A joint campaign appearance of Obama and Clinton that was initially planned for soon after Clinton clinched the Democratic nomination was postponed after the mass shooting on June 12 at a gay nightclub in Orlando, Florida.

On Tuesday, Obama told the crowd in North Carolina that he saw during the 2008 primary race that Clinton was smart and prepared, and he said she had been involved in difficult decisions as secretary of state.

"There has never been any man or woman more qualified for this office than Hillary Clinton," Obama said.

Clinton hopes to reclaim North Carolina for Democrats in the Nov. 8 election. Obama won the state in the 2008 general election but lost it narrowly in 2012.
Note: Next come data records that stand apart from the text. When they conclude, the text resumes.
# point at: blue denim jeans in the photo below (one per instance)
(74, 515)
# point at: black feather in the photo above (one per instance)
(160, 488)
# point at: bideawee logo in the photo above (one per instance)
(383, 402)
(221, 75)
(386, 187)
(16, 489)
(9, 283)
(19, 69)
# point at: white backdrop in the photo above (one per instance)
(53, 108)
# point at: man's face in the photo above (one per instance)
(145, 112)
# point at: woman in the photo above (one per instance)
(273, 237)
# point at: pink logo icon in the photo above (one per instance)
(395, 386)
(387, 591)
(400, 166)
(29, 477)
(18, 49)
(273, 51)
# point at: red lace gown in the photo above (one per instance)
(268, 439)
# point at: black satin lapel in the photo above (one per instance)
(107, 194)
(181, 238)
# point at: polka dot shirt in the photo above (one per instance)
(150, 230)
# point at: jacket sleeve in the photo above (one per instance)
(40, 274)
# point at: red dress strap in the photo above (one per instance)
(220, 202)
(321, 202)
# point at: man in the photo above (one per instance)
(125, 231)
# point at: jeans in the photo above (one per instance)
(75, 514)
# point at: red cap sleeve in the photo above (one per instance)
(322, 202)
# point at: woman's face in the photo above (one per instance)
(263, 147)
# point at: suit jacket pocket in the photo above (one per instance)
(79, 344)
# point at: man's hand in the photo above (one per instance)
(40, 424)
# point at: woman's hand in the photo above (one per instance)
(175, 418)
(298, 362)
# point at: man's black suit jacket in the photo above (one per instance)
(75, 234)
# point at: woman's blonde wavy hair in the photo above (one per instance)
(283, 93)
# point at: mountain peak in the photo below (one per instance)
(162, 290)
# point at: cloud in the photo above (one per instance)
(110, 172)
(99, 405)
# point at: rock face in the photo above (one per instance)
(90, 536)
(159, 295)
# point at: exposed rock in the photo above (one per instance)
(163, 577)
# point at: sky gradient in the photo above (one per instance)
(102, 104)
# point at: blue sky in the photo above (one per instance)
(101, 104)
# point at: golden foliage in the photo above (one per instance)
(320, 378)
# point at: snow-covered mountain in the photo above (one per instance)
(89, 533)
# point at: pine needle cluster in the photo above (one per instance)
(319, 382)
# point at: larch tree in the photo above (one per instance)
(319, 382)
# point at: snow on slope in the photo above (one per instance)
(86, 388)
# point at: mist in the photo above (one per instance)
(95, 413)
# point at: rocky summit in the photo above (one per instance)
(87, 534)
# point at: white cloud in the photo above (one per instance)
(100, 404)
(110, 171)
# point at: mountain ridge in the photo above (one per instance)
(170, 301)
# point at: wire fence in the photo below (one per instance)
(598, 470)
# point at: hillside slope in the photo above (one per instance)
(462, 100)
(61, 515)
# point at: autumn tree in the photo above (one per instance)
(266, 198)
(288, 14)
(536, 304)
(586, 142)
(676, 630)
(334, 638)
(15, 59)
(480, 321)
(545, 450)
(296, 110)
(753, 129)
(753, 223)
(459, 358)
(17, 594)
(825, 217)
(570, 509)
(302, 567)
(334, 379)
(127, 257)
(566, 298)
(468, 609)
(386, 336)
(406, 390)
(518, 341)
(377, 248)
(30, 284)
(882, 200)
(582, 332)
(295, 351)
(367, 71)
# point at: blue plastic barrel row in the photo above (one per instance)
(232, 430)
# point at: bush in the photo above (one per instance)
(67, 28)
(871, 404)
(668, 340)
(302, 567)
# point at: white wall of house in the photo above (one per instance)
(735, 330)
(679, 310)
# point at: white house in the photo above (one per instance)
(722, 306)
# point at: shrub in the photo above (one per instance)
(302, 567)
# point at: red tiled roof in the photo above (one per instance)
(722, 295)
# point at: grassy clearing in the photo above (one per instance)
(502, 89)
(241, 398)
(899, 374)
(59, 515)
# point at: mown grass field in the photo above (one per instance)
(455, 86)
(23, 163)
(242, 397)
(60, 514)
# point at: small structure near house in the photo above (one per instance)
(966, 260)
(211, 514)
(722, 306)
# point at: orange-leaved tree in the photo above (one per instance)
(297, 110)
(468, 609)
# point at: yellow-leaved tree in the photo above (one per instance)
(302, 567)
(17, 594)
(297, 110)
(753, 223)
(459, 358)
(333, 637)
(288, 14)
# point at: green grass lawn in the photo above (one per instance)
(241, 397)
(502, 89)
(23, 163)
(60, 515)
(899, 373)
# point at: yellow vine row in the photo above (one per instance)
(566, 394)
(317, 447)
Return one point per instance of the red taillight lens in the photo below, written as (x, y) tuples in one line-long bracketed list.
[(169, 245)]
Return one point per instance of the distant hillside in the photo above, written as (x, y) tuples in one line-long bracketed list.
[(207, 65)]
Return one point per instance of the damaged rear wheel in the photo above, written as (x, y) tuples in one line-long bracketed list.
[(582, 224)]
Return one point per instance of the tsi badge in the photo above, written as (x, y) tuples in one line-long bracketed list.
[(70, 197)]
Obama's first campaign appearance with the former first lady will close a circle on a relationship that started cordially when the two were colleagues in the U.S. Senate, grew tense when they were rivals in the 2008 race, and became close when Clinton served in Obama's cabinet during his first term.

Clinton and her family have played a role in Obama's elections. Clinton and Obama appeared together in Unity, New Hampshire, following their divisive primary fight in 2008, and Clinton's husband, former President Bill Clinton, gave a well-received speech at the 2012 Democratic convention.

Obama has focused on what he touts as Clinton's strength of character, in hopes of shoring up support among voters who find her untrustworthy, a weakness Trump has sought to exploit.

Clinton needs Obama to woo young and left-leaning voters who backed Sanders and who made up part of the president's voting coalition in 2008 and 2012. Clinton has also campaigned with high-profile liberal U.S. Senator Elizabeth Warren, and she will appear later this week with Vice President Joe Biden.

Clinton and Obama traveled to North Carolina on the presidential plane Air Force One, which Trump said was a burden on taxpayers. A Clinton spokesman said the campaign would cover its portion of the travel costs.